The redacted version of the classified report, obtained by the Australian Associated Press under freedom of information laws, said: “Entry to Indonesian waters was inadvertent, arising from miscalculation of the maritime boundaries, in that the calculation did not take into account archipelagic baselines.”

Crucially, the report adds: “Territorial seas declared by foreign nations are generally not depicted on Australian hydrographic charts.”

But the digital map from the vessel casts doubt on these findings, and clearly shows the Australian ship crossing the red line that marks the point of Indonesia’s baselines and entering its waters past the headlands near Pelabuhan Ratu bay. Indonesia’s territorial seas are 12 nautical miles further out from where the baselines are marked in red. It is not known whether the digital mapping device was operational at the time the Ocean Protector entered Indonesian waters.

If he wasn’t a blip on the Australian Federal Police radar before the publication date of that article, Paul Farrell was from then on.

However, it is unclear if the initial request to investigate this journalist came from the then Minister for Immigration and Border Protection, Scott Morrison, his department or some other individual or agency.

Although what appears to be Folio 3 of an est. 200 pages in Case No.5610147 seems to suggest that Customs (now called Border Force) may have been the complainant of record by May 2014 and the media finger points to the head of Australian Customs and Border Protection Services, Michael Pezzullo.

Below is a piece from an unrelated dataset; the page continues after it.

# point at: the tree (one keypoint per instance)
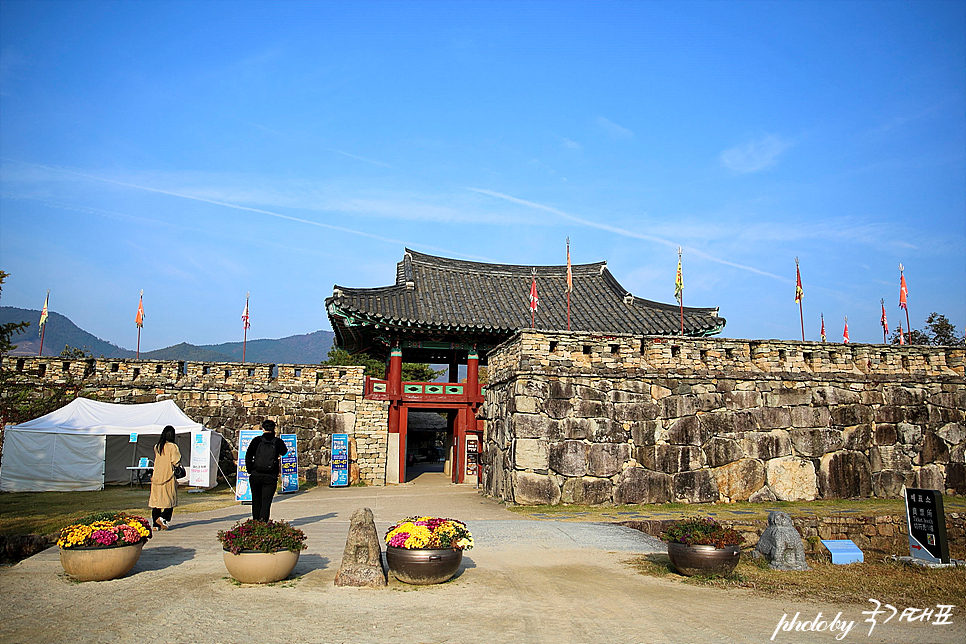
(21, 397)
(939, 332)
(412, 371)
(8, 330)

On 12 Febraury2016 Farrell stated of this investigation:

The files are made up of operational centre meeting minutes, file notes, interview records and a plan for an investigation the AFP undertook into one of my stories. Most concerning is what appears to be a list of suspects the AFP drew up, along with possible offences they believe they may have committed.
The documents show that during the course of an investigation into my sources for a story I had written, an AFP officer logged more than 800 electronic updates on the investigation file.

Farrell is not the only journalist whose metadata has been accessed in search of sources, but the Australian Federal Police insists that it has not accessed any journalist’s metadata for the last six months – the last time being in 13 October 2015.